The local housing market ended 2013 the way it began — with big annual gains in prices.

Still, there’s fresh evidence that prices are stabilizing, and Realtors said they expect slower, steadier gains in 2014.

The Greater Las Vegas Association of Realtors reported Tuesday that single-family resale homes cost a median of $185,000 in December, up 24.2 percent from $149,000 in December 2012. The median among existing condos and townhomes was $96,000, up 26.3 percent from $76,000 a year earlier.

“Local homeowners should be happy with the strong appreciation we’ve seen over the past two years,” said Heidi Kasama, the association’s new president. “We haven’t seen increases like this since the middle part of the last decade. Like most housing experts, I expect to see more stable home prices in 2014.”

That’s because increases have moderated in recent months.

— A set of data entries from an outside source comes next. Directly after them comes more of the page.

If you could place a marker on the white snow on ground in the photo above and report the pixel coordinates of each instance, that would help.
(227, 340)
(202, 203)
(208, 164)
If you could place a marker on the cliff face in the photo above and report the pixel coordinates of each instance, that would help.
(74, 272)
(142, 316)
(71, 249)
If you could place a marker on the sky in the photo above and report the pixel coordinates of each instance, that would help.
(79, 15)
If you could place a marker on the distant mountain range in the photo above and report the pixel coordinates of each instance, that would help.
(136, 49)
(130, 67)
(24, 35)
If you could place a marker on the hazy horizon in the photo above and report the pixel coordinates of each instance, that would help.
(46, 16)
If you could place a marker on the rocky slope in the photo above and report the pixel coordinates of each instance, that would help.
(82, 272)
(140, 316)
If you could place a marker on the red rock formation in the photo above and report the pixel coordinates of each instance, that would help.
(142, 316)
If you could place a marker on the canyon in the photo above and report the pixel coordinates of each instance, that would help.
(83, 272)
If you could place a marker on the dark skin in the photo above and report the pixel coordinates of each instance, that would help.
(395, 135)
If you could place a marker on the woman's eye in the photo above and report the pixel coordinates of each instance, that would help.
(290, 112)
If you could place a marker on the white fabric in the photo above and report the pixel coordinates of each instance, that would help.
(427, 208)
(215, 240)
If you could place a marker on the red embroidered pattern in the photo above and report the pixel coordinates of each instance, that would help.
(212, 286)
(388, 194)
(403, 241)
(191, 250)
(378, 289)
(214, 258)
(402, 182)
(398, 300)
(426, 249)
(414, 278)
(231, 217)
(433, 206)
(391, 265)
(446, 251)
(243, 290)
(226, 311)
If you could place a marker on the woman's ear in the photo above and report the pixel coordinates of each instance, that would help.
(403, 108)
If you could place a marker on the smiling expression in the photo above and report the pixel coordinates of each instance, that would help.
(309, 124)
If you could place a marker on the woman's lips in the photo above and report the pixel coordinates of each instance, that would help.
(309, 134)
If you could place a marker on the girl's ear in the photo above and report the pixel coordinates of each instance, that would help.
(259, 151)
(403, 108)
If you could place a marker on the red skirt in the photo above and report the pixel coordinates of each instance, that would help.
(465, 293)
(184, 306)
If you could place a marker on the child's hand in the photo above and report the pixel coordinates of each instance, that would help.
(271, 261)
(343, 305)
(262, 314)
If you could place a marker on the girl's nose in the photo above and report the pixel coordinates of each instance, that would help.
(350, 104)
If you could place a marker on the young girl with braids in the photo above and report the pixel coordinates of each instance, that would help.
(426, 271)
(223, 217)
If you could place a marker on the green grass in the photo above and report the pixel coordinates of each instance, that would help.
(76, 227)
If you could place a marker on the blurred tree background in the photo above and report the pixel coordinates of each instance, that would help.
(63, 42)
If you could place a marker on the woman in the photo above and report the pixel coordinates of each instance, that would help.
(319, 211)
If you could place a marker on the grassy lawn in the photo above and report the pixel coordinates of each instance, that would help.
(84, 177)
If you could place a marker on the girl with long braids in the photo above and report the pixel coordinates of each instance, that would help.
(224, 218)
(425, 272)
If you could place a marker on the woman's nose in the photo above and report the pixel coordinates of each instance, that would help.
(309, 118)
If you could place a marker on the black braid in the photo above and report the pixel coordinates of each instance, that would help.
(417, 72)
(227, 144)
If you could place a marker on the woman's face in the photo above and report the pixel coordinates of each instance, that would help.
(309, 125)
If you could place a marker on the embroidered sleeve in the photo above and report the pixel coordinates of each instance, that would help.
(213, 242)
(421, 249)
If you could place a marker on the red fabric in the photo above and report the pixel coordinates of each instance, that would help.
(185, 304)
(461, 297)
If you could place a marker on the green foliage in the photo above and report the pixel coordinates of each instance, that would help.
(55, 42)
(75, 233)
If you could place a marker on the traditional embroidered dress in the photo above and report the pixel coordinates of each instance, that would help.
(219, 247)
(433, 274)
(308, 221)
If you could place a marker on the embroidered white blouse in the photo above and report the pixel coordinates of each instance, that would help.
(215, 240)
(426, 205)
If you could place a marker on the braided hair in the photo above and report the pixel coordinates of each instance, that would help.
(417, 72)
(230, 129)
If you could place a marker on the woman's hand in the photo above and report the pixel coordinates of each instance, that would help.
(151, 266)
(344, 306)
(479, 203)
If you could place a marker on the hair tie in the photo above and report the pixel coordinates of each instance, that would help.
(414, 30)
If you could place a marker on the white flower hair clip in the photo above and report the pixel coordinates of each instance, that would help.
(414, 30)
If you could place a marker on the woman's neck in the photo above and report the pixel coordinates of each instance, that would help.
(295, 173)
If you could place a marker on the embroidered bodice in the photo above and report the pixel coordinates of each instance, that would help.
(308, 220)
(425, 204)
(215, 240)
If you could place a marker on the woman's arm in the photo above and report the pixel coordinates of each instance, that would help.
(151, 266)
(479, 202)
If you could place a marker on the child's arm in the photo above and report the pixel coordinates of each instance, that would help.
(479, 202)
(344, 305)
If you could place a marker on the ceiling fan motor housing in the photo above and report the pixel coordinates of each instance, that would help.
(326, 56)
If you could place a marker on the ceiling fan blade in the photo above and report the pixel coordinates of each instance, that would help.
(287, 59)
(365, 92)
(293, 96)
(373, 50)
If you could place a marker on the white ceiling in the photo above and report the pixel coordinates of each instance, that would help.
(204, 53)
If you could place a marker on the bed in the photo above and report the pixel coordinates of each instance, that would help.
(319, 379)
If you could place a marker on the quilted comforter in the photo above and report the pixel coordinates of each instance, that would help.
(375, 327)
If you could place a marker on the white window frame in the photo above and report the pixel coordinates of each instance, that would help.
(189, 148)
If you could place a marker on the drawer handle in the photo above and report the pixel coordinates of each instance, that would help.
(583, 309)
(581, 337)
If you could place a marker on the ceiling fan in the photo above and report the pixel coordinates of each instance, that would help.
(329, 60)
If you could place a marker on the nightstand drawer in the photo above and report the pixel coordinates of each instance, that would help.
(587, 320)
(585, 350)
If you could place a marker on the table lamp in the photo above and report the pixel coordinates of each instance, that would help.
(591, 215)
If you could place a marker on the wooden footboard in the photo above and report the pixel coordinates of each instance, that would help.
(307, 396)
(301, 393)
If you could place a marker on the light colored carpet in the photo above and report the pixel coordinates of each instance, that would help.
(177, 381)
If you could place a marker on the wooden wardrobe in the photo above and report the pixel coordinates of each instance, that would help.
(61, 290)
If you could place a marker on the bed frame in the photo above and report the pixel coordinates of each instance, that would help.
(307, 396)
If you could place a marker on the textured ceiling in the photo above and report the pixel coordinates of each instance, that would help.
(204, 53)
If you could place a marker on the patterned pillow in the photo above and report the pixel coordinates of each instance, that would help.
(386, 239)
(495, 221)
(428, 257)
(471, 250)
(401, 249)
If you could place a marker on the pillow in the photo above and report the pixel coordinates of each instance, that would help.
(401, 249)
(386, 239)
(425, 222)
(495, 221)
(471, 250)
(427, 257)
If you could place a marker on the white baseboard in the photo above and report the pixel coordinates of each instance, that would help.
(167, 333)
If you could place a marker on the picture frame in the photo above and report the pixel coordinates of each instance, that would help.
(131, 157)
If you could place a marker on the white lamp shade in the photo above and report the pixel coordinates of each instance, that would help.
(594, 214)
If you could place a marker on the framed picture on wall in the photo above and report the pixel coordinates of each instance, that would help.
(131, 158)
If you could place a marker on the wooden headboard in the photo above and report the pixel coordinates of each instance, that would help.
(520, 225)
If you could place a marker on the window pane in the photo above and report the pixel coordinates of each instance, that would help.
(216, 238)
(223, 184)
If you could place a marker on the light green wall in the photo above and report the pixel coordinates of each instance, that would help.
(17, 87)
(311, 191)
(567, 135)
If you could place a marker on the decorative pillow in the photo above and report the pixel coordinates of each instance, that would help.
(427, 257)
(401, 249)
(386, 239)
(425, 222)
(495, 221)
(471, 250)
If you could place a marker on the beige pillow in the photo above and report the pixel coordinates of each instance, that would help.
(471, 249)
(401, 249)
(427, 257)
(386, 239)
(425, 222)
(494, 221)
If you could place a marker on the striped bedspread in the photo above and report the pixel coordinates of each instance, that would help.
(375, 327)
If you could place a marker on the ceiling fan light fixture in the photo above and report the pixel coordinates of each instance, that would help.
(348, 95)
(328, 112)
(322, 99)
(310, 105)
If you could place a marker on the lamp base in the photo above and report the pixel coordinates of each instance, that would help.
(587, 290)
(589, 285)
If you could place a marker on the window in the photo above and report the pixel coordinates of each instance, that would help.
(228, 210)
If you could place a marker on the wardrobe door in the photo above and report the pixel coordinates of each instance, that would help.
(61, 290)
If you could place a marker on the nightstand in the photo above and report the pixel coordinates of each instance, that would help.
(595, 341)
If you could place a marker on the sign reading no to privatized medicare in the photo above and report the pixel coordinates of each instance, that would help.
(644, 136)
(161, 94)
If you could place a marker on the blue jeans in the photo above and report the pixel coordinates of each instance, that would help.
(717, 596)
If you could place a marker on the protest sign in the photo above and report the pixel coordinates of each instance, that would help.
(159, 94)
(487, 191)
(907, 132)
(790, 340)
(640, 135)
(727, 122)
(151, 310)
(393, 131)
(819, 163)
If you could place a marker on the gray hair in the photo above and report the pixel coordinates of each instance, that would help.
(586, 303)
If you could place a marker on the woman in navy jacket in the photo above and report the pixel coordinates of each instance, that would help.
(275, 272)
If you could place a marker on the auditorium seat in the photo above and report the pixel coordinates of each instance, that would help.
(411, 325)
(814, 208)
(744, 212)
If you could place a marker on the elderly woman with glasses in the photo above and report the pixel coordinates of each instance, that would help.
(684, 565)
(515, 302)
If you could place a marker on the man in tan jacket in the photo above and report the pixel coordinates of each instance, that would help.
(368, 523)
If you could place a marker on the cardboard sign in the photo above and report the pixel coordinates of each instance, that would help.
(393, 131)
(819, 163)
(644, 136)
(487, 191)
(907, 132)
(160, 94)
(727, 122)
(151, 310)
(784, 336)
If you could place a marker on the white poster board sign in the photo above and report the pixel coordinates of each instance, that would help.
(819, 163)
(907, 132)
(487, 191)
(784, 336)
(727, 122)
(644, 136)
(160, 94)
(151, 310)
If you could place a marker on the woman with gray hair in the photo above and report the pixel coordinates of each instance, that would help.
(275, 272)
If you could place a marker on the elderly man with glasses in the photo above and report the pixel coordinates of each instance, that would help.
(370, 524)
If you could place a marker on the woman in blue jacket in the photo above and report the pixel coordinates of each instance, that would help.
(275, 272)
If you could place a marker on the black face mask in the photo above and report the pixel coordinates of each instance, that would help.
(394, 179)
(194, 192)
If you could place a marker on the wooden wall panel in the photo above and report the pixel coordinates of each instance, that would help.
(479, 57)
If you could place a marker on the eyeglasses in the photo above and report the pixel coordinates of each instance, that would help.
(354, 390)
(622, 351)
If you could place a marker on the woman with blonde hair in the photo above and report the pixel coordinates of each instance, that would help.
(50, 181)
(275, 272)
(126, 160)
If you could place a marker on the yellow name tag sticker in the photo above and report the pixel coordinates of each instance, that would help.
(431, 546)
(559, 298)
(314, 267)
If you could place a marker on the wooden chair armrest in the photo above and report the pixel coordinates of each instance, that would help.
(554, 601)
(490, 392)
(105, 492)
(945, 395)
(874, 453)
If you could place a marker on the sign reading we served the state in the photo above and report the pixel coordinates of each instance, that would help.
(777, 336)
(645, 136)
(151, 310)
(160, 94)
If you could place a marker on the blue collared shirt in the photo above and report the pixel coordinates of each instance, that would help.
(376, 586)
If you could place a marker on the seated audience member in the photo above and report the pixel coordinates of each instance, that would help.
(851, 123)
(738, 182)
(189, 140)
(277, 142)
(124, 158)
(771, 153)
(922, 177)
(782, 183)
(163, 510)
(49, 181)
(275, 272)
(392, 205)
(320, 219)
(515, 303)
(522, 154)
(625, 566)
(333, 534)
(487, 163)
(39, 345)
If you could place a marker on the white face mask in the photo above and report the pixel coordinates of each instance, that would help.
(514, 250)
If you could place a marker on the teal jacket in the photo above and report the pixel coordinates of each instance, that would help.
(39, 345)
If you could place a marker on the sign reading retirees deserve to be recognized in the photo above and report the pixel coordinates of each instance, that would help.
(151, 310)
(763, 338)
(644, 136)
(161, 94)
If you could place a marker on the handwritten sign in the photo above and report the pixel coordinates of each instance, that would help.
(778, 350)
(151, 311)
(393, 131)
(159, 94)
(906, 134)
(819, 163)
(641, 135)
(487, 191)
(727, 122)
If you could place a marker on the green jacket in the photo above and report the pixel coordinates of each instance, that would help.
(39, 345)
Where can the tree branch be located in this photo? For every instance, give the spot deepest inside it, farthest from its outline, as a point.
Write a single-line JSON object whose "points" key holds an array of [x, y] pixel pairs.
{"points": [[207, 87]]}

The median single-family home price has hovered between $180,000 and $185,000 since July.

December’s median was up just 1.1 percent from $183,000 in November. Compare that to monthly gains of as much as 6 percent in early 2013.

Prices bottomed out at $118,000 in January 2012, after peaking at $315,000 in June 2006.

December’s numbers also closed out what Kasama called a year of transition from a market dominated by distressed sales to one heavy on traditional closings.

Short sales, when a lender agrees to sell a home for less than what the borrower owes, made up 20.7 percent of the market in December, down from 45.8 percent a year earlier. Bank-owned sales were 8.5 percent of the market, down from 9.5 percent.

Of the 40,242 existing homes association members sold last year, 62 percent were traditional sales, nearly double the 37 percent of 2012’s 44,902 sales.

Available single-family listings surged year over year, to 6,587 units. That was up 78.6 percent year over year.

The market had 1,664 available condos and townhomes, a 33 percent gain compared with December 2012.

Even though listings spiked, the market had just 2.8 months of available inventory at December’s sales rate. That’s less than half of the six-month supply of a normal market.